Sangat jelas, kaum muslim akan mulia hanya dengan penerapan syariat Islam. Oleh sebab itu, harus ada upaya mengembalikan kaum muslim pada tegaknya aturan-aturan Islam secara keseluruhan dalam kancah kehidupan. Kebangkitan dan kemajuan masyarakat tidak akan terwujud kecuali dengan hadirnya satu sistem aturan berdasarkan akidah Islam agar terwujud masyarakat yang damai, tenteram, dan sejahtera. Upaya ini akan dapat terlaksana melalui pemberdayaan atau pencerdasan umat dengan tsaqafah Islam.
Ketika membahas pemberdayaan perempuan, kita tidak boleh memandang perempuan sebagai masyarakat yang terpisah dari laki-laki. Keduanya merupakan bagian dari masyarakat yang hidup berdampingan, dalam keluarga maupun masyarakat. Oleh karenanya, upaya pemberdayaan keduanya tidak boleh lepas dari upaya pemberdayaan masyarakat secara keseluruhan sesuai sudut pandang Islam. Langkah yang harus dilakukan keduanya tidaklah berbeda.
Langkah awal adalah mengubah pola pikir umat dengan tsaqafah Islam sehingga umat akan berpikir dan berbuat dengan cara dan landasan yang benar, yaitu akidah Islam. Caranya adalah membina umat dengan Islam. Pemikiran dan hukum-hukum Islam ini tidak boleh dipandang sebagai sekadar informasi, tetapi harus sebagai pijakan menyikapi fakta dengan tepat dan benar sesuai perspektif Islam.
Pembinaan ini kemudian membentuk pemahaman Islam di tengah umat. Selanjutnya, akan berpengaruh pada tingkah laku, mendorong umat untuk siap bergerak menyampaikan dakwah Islam, rida diatur hukum Islam, dan senantiasa mengupayakan agar aturan Allah dan Rasul-Nya tegak secara kafah. Sebab, dengan sistem Islamlah umat akan mampu meraih kemajuan, yaitu sebagai khairu ummah, umat terbaik di muka bumi.

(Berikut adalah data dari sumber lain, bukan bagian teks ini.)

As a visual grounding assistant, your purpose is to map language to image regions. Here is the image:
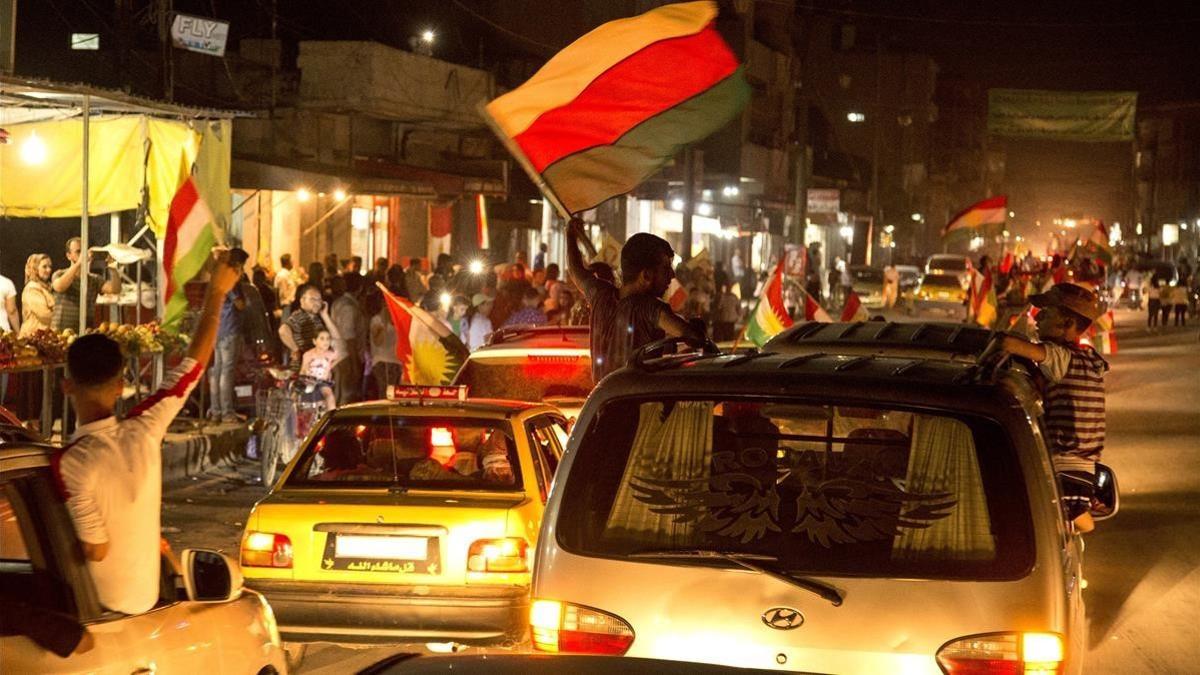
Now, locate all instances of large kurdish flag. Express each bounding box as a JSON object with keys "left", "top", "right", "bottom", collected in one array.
[
  {"left": 744, "top": 262, "right": 793, "bottom": 347},
  {"left": 379, "top": 284, "right": 469, "bottom": 386},
  {"left": 943, "top": 195, "right": 1008, "bottom": 237},
  {"left": 162, "top": 175, "right": 217, "bottom": 331},
  {"left": 483, "top": 1, "right": 750, "bottom": 214}
]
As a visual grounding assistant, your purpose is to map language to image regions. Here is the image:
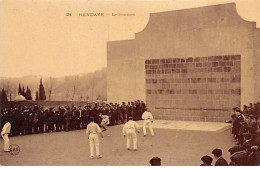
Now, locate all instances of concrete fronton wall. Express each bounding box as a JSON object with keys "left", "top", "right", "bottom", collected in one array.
[
  {"left": 145, "top": 55, "right": 241, "bottom": 122},
  {"left": 107, "top": 3, "right": 260, "bottom": 121},
  {"left": 107, "top": 40, "right": 145, "bottom": 103}
]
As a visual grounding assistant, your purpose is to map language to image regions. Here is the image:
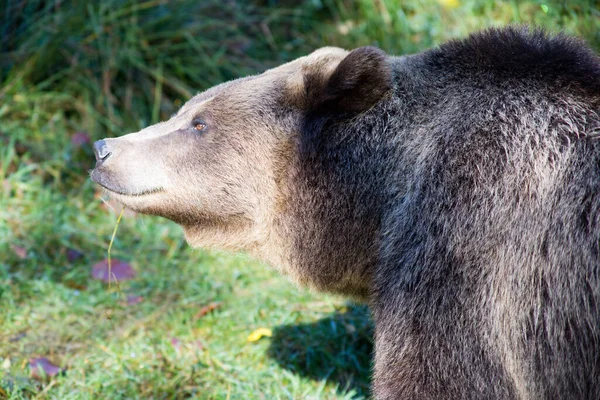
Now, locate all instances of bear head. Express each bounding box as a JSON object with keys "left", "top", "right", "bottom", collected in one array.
[{"left": 91, "top": 46, "right": 391, "bottom": 284}]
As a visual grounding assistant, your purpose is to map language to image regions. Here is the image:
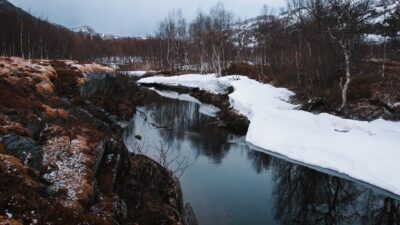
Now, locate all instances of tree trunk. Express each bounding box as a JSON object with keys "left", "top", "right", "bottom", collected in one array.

Telah sangat jelas ke arah mana seharusnya pemberdayaan perempuan menuju, yaitu pada pemberdayaan seluruh masyarakat dengan pembinaan tsaqafah Islam. Dari pembinaan ini terwujud kepribadian Islam di tengah umat sehingga seluruh elemen masyarakat akan menjalankan perannya sesuai tuntunan hukum syarak. Dengan demikian, pemberdayaan perempuan harus mengarah pada upaya kaum perempuan mengoptimalkan seluruh peran sesuai Islam dan demi kepentingan perjuangan menegakkan Islam.